Relational databases were once considered the de facto technology for persisting and managing large volumes of data. This has changed recently with the emergence of Google, Twitter, Facebook, Amazon and others, which were faced with extremely large data sets and unprecedentedly high availability requirements. The challenges involved in scaling such databases has led to the emergence of a new generation of purpose-specific databases grouped under the term NoSQL, which are designed with horizontal scalability as a primary concern, and that deliver increased availability and fault tolerance at a cost of having temporary inconsistency and reduced durability of data.
To balance requirements for data consistency and availability, organisations increasingly are migrating towards hybrid data persistence architectures comprising both relational and NoSQL databases for managing different subsets of their data using ad-hoc architectures. At the same time, as the volume and the value of textual content constantly grows, built-in support for sophisticated text processing in data persistence architectures is becoming increasingly essential.

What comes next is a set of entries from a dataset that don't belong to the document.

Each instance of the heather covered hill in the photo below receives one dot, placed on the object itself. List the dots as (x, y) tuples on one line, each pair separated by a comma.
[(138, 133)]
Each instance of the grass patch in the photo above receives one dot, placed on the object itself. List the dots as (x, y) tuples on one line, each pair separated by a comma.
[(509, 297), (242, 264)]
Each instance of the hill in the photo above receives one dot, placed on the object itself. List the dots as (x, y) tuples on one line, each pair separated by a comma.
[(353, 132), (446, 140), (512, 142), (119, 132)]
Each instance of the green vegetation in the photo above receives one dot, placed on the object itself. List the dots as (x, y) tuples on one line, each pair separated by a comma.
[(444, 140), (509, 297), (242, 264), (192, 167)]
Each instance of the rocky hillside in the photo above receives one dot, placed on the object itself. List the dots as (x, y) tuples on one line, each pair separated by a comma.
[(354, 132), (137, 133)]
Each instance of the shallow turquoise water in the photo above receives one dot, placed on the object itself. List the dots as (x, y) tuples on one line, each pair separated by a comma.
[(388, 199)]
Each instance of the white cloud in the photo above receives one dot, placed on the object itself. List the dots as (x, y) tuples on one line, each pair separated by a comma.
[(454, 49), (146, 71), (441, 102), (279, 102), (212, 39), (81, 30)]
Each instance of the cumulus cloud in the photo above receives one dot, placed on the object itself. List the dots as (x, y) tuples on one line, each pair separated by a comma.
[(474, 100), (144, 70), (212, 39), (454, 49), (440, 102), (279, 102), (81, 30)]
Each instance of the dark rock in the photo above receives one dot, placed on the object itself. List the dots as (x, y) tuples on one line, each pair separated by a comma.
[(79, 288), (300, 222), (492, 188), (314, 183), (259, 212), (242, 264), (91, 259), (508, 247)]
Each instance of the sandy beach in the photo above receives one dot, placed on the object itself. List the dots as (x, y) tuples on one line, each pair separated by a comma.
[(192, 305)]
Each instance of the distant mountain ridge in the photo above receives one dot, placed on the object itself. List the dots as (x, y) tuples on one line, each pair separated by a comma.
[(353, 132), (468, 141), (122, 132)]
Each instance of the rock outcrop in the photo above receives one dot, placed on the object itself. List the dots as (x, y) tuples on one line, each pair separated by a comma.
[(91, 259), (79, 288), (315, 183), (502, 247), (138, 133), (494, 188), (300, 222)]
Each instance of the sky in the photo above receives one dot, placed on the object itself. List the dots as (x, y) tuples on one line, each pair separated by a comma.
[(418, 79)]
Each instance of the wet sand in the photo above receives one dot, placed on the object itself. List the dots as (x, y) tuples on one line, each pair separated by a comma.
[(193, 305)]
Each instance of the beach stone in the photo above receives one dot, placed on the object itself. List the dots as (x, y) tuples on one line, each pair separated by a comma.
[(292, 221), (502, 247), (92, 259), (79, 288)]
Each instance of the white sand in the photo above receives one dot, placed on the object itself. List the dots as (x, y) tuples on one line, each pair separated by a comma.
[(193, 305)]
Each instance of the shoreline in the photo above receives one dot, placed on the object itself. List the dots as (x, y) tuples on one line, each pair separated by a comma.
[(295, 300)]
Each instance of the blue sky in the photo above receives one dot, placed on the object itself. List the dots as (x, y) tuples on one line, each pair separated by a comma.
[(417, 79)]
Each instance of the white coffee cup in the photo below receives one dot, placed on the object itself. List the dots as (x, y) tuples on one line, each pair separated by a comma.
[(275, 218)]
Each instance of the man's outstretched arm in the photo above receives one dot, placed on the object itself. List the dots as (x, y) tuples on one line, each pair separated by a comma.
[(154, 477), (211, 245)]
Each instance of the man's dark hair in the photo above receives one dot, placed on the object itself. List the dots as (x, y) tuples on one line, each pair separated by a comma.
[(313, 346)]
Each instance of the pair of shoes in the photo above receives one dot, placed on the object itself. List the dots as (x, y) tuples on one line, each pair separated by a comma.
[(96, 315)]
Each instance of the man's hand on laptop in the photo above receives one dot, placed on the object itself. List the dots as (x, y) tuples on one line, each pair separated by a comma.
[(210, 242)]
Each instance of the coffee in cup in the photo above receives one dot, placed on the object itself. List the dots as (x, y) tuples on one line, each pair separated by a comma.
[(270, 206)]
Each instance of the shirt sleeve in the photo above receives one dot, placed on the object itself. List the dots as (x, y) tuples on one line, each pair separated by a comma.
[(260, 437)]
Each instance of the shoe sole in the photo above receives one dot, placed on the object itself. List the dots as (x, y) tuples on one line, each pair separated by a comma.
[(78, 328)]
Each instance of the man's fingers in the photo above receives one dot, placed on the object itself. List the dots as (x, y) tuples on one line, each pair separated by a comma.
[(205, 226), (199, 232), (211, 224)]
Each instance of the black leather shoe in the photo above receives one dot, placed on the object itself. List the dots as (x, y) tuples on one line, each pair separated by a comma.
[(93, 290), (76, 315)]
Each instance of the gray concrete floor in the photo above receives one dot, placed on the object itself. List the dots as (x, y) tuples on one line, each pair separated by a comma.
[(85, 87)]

This introduces a number of challenges including ensuring the coherency of the overall design, the assembly and configuration of the different components of the architecture, and the consistency of the overlapping data. Also, in order to access the data, developers need to write application code against different types of persistence backends. Unlike relational databases, NoSQL databases do not conform to a common set of standards (e.g. SQL, ODBC, JDBC) and application code is specific to the NoSQL database used, making it difficult to migrate. Undisciplined development of such data persistence architectures also introduces data evolution and migration challenges and complicates the development and maintenance of real-time analytics and monitoring capabilities.